The Service Operations Centre (SOC) provides 24x7 Site Reliability Operations support to globally distributed product teams. As part of this team, you will assist in monitoring systems, detecting potential issues, and supporting application teams in resolving them. This role focuses on learning, supporting day-to-day operations, and developing skills in troubleshooting and service improvement.
We are looking for a Graduate SOC Analyst who will contribute to operational efficiency, assist in service monitoring, and gain hands-on experience with advanced monitoring and troubleshooting techniques under the guidance of senior team members. You will collaborate with other teams to ensure high-quality service delivery while continuing to learn and grow in the field.
Key Responsibilities:
Service Monitoring and Troubleshooting:
- Learn and utilize basic monitoring tools such as SCOM, Zabbix, Kibana to observe system and application performance.
- Assist in monitoring servers, network, systems, and storage environments, working with more experienced team members to identify and escalate issues.
- Support proactive monitoring efforts to help detect potential issues before they impact operations.
- Apply fundamental troubleshooting skills and tools to assist in resolving system and application issues.
- Contribute to the creation and maintenance of monitoring dashboards to aid in real-time system oversight.
- Learn to handle incidents under supervision, ensuring that they are documented and resolved in a timely manner.
Customer Service Support:
- Provide support for Customer Business Units (CBUs) and Product teams, escalating issues as necessary.
- Assist in the creation of Service Level Objectives (SLOs) with guidance from senior team members.
- Collaborate with internal teams to help ensure customer issues are addressed promptly.
Continuous Service Improvement (Learning & Development Focus):
- Contribute to maintaining the Knowledge Base by documenting common issues and resolutions.

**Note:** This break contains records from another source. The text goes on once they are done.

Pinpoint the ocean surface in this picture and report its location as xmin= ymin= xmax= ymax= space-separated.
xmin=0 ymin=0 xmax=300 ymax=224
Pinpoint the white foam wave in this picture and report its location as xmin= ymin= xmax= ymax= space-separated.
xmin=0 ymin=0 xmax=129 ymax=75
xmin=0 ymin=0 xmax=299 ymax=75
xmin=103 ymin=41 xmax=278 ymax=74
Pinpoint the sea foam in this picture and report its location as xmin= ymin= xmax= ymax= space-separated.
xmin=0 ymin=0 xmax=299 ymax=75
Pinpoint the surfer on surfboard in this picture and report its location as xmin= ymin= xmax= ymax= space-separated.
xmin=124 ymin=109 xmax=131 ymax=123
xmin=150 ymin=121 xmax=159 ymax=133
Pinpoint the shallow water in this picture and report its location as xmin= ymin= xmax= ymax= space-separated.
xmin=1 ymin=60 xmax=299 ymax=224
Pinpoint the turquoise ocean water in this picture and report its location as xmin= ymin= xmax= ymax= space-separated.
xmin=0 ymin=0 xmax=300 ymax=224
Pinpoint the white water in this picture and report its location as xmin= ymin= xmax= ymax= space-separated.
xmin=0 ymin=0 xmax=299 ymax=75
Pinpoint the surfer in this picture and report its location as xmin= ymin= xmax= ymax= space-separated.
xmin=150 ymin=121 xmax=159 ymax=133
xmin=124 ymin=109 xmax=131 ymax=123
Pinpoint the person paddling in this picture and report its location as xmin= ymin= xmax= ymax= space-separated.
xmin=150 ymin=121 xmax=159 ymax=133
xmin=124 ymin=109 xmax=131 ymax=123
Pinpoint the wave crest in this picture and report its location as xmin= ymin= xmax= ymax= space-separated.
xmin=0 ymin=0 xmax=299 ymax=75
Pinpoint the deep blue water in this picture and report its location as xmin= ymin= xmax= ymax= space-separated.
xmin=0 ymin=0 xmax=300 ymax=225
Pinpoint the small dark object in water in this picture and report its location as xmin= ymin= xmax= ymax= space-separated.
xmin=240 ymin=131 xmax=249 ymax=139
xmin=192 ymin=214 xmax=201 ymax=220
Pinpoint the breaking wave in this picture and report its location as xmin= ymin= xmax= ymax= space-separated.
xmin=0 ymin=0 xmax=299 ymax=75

- Learn from senior team members about enterprise applications and how to bridge knowledge gaps.
- Research application metrics and help contribute to alert creation or modification suggestions.
- Work with more experienced team members to help identify recurring incidents and suggest improvements.
- Assist in maintaining processes and documentation for monitoring, troubleshooting, and escalation procedures.
Collaboration and Communication:
- Collaborate with other IT departments and teams under the guidance of senior SOC analysts to resolve issues and improve operations.
- Participate in discussions and meetings to provide input and suggestions as you develop your expertise.
- Provide basic updates and support to management as needed, learning how to communicate effectively in operational scenarios.
Learning and Development:
- Develop a strong understanding of monitoring and troubleshooting techniques with the support of experienced team members.
- Participate in on-the-job training and development opportunities to enhance technical skills and knowledge.
- Take initiative in learning new technologies and tools as needed to support the SOC’s operations.
- Actively engage in team activities, contributing to a collaborative work environment while growing in your role.
Other Tasks as Necessary:
- Demonstrate a professional attitude and develop positive relationships within the team.
- Follow instructions from senior analysts and team leads while gradually gaining more responsibility.
- Contribute to team problem-solving and improve your communication skills.
Knowledge, Skills, and Abilities:
- Familiarity with Agile, DevOps practices, ITIL and SRE practices.
- Ability to work a variety of shifts, including weekends, holidays, extra/extended shifts, and on-call rotation.
- Excellent written and oral communication skills.
- Ability to read, write, speak, and understand the English language in a business environment.